Полное соответствие воли с моральным законом, или святость, – это «совершенство, недоступное ни одному разумному существу в чувственно воспринимаемом мире ни в какой момент его существования. А так как оно тем не менее требуется как практически необходимое, то оно может иметь место только в прогрессе, идущем в бесконечность к этому полному соответствию…».233
Так как, продолжает Кант, это задача может быть полностью разрешена лишь в вечности, моральный закон ведет к постулату бессмертия и бытия Бога, как необходимо относящегося к возможности высшего блага.234 «Нашим долгом было содействовать высшему благу, стало быть, мы имели не только право, но и связанную с долгом как потребностью необходимость предположить возможность этого высшего блага, которое, поскольку оно возможно только при условии бытия Божьего, неразрывно связывает предположение этого бытия с долгом, то есть, морально необходимо признавать бытие Божье».235
И. Кант считает, что моральный закон как конечная цель чистого практического разума и его объект через понятие высшего блага ведет к религии, то есть, к познанию всех обязанностей как божественных заповедей, и не как произвольных и внешних санкций, а как имманентных законов свободной воли самой по себе. Страх или надежда не обеспечивают морально совершенной мотивации человеческих поступков, наоборот, они уничтожают всю их моральную ценность.

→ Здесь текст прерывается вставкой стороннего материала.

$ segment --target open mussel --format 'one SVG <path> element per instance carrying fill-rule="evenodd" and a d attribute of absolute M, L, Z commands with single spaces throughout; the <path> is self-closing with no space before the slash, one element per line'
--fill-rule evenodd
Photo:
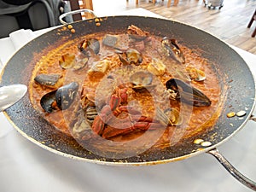
<path fill-rule="evenodd" d="M 196 107 L 210 106 L 212 103 L 205 94 L 180 79 L 171 79 L 166 86 L 171 99 L 180 100 Z"/>
<path fill-rule="evenodd" d="M 45 94 L 40 100 L 40 105 L 47 113 L 67 109 L 73 103 L 78 90 L 77 82 L 63 85 L 58 90 Z"/>
<path fill-rule="evenodd" d="M 173 57 L 181 63 L 185 63 L 184 55 L 179 46 L 177 44 L 174 38 L 165 37 L 163 38 L 161 43 L 162 47 L 166 50 L 168 56 Z"/>
<path fill-rule="evenodd" d="M 130 77 L 130 82 L 133 84 L 132 89 L 137 91 L 143 91 L 154 88 L 155 84 L 152 84 L 152 73 L 144 71 L 137 72 Z"/>

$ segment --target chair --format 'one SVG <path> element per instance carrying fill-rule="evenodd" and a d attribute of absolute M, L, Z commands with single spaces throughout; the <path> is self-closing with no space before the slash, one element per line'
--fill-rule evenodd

Определяющим основанием воли является только уважение к моральному закону, как к таковому: «Моральный закон повелевает мне делать конечной целью всякого поведения высшее благо, возможное в мире. Но я могу надеяться на осуществление этого блага только благодаря соответствия моей воли с волей Святого и Благого Творца мира… – только тогда это учение о нравственности можно назвать и учением о счастье, так как надежда на счастье начинается только с религии».236 Благодаря ей человек может быть причастным к высшему благу; благодаря моральному закону он может стать достойным этой причастности, хотя и не проникает разумом в высшую мудрость. Однако «…неисповедимая мудрость, благодаря которой мы существует, столь же достойна уважения в том, в чем она нам отказала, как и в том, что она нам дала».237
С гораздо большим познавательным оптимизмом в отношении уяснения проблемы человеческого самоопределения выступил Гегель.

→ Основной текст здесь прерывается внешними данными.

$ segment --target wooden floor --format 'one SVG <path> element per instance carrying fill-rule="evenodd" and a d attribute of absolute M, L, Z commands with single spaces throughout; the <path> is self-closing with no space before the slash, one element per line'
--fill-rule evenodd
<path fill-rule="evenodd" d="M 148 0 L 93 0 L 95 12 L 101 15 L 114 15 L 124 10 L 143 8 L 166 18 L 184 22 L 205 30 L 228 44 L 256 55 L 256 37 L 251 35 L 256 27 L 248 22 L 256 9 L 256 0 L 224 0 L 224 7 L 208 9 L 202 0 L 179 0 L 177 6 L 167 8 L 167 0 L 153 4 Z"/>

Для него человек становится самим собой, активным субъектом социально-исторического процесса не сразу, а лишь пройдя все его необходимые ступени сначала в лоне родового познания, а затем индивидуально-субъективно, на уровне отдельной личности, приобщающейся к этому родовому духу. Всякой статике противостоит динамика Логоса – Абсолютной идеи, непрерывно самостановящейся и обрекающей на аналогичное развитие самого человека. Отсюда, человеческое существование всегда открыто и не исчерпывается ни одной из своих наличных форм.
Человек универсален, и в каждом движении «никогда не находится в покое», так как сущностью человека выступает дух, который, как известно, «веет, где хочет…».
Духовная целостность не исключает, а, наоборот, предполагает «внутреннее нигелирование», плодотворную конфликтность, приводящую, на конкретно-практическом уровне бытия индивида, к его мировоззренческим кризисам, переоценке ценностей, крушению и возрождению идеалов. Гегель четко различает логическое и историческое, имеющие свою специфику, совпадая, при этом, субстанциально, на уровне всемирного духа.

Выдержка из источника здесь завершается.